Figure 5. Creating a cell barrier with PA coatings to compartmentalize cells.

(a) A schematic of the experimental setup. A cell-encapsulated hydrogel (palmitoyl-VVAAEE 1%, w/v, hydrogel 1) is surrounded by collagen (hydrogel 2) with PA 1 or PA 2 coating at the interface. The experiment evaluates the cell migration through the hydrogel interface from hydrogel 1 to hydrogel 2 (dashed double headed arrow). (b) A representative confocal slice from the two-compartment hydrogel system (as shown in (a), but without cells) where hydrogel 1 is coated with either fluorescently labeled PA 1 or fluorescently labeled PA 2 (arrows indicate the coating layer which is approximately 10 μm thick).

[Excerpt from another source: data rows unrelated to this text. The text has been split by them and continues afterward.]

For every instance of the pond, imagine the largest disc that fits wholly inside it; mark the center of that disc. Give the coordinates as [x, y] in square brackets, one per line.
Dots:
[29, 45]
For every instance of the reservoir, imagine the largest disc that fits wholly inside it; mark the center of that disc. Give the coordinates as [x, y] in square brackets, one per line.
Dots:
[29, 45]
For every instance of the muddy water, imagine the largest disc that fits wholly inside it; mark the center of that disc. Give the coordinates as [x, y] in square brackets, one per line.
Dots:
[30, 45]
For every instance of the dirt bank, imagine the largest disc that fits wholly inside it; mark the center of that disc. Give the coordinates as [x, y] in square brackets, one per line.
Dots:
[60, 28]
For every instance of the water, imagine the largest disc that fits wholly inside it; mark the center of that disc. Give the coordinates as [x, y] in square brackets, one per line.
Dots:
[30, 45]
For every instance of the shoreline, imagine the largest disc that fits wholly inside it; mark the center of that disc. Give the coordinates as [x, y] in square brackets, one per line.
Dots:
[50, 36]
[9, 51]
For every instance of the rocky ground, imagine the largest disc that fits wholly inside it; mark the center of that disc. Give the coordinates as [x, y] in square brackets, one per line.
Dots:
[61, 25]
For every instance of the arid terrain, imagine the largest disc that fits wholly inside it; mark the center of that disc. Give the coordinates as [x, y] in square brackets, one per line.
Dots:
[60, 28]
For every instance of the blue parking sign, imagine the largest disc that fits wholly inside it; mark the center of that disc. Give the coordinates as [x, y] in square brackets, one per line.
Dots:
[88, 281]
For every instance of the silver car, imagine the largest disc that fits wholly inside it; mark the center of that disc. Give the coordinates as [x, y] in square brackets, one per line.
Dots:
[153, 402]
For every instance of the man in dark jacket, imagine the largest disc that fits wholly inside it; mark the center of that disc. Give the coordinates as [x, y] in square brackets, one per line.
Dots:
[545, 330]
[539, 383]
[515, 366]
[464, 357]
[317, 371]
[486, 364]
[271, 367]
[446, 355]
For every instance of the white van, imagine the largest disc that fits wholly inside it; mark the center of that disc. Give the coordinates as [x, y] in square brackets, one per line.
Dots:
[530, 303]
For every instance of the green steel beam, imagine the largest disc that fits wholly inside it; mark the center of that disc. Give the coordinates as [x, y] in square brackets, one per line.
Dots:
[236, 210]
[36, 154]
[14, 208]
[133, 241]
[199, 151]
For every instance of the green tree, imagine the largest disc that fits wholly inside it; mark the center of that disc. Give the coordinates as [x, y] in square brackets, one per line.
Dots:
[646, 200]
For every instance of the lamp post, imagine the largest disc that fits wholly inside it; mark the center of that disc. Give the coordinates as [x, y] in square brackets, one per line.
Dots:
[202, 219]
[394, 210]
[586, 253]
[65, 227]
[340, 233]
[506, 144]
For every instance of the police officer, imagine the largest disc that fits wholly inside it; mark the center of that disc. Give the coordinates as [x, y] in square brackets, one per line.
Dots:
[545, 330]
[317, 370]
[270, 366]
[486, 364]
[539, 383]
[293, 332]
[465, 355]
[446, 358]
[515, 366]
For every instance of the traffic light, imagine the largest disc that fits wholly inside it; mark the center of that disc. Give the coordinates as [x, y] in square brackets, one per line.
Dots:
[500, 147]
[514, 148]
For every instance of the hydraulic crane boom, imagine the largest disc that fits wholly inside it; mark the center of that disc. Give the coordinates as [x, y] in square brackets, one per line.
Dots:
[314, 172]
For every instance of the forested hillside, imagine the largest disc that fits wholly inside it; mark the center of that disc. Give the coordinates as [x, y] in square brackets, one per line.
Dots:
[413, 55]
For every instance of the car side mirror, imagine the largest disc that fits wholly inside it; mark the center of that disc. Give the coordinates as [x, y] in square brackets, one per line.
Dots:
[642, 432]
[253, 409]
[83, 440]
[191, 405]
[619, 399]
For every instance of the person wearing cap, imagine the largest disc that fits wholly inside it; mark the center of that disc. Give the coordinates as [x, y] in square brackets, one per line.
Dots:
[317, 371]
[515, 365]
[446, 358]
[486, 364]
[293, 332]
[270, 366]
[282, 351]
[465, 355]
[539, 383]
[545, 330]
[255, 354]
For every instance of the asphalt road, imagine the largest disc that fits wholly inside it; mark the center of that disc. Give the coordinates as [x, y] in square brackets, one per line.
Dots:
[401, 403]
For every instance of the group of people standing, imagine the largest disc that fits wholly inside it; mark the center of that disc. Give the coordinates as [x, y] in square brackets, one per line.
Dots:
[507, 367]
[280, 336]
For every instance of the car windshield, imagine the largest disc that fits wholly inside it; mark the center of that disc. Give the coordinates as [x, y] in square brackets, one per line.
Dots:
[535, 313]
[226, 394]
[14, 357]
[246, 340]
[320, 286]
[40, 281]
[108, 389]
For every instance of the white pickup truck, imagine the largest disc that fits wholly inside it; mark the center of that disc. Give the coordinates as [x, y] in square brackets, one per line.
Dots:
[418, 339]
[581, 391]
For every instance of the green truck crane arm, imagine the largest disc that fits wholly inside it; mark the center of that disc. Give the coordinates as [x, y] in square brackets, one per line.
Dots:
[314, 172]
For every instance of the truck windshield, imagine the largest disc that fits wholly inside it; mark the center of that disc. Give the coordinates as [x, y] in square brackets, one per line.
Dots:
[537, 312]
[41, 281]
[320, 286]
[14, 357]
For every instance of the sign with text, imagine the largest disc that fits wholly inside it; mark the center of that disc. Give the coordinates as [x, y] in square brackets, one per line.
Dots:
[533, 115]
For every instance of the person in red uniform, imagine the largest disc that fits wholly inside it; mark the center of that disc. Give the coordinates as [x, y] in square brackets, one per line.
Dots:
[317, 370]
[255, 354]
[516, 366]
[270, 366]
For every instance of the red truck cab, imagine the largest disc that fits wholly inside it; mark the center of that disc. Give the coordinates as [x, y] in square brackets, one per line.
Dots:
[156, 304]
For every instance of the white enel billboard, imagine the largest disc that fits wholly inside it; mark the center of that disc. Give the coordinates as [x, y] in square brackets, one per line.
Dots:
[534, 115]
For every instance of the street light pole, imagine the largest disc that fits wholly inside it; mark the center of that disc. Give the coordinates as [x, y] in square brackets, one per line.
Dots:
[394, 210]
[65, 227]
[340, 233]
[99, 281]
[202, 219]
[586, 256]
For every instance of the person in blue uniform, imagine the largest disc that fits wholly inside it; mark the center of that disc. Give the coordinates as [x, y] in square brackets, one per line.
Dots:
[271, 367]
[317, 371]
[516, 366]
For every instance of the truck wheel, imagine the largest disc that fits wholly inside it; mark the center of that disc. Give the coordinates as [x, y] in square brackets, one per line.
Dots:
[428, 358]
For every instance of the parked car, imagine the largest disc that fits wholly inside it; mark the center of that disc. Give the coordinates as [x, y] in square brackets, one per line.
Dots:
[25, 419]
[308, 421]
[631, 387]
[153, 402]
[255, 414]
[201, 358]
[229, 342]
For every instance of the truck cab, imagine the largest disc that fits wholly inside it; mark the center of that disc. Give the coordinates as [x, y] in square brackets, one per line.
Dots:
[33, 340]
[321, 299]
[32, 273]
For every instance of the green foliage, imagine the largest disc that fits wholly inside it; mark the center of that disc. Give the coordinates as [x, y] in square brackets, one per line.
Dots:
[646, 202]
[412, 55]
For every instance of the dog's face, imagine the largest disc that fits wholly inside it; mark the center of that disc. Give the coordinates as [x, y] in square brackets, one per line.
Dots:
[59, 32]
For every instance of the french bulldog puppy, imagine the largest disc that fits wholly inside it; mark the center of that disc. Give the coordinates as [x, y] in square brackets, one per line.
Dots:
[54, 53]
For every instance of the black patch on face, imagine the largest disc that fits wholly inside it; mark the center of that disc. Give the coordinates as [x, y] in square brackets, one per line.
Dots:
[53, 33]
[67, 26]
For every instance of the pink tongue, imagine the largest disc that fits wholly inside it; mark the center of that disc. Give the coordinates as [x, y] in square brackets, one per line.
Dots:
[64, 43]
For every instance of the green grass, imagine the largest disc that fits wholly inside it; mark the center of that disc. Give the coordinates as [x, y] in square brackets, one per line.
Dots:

Scalebars: 100 μm. (c) Viability of MC3T3-E1 cells that were encapsulated in the hydrogel 1, coated with either PA 1 or PA 2, and stained after 1 hour with calcein (green, live cells) and propidium iodide (red, dead cells). Scalebars: 100 μm (d) PA 1 or PA 2 coated cell encapsulating hydrogel 1 were further embedded in hydrogel 2 (as in the illustration in (a)) and cultured for 7 days, before staining for actin (phalloidin, green) and nuclei (propidium iodide, red). Cells remained confined within the hydrogel 1 compartment (grey) when coated with PA 1, while cells escaped into the surrounding collagen when coating was done with PA 2. Scalebars: 100 μm.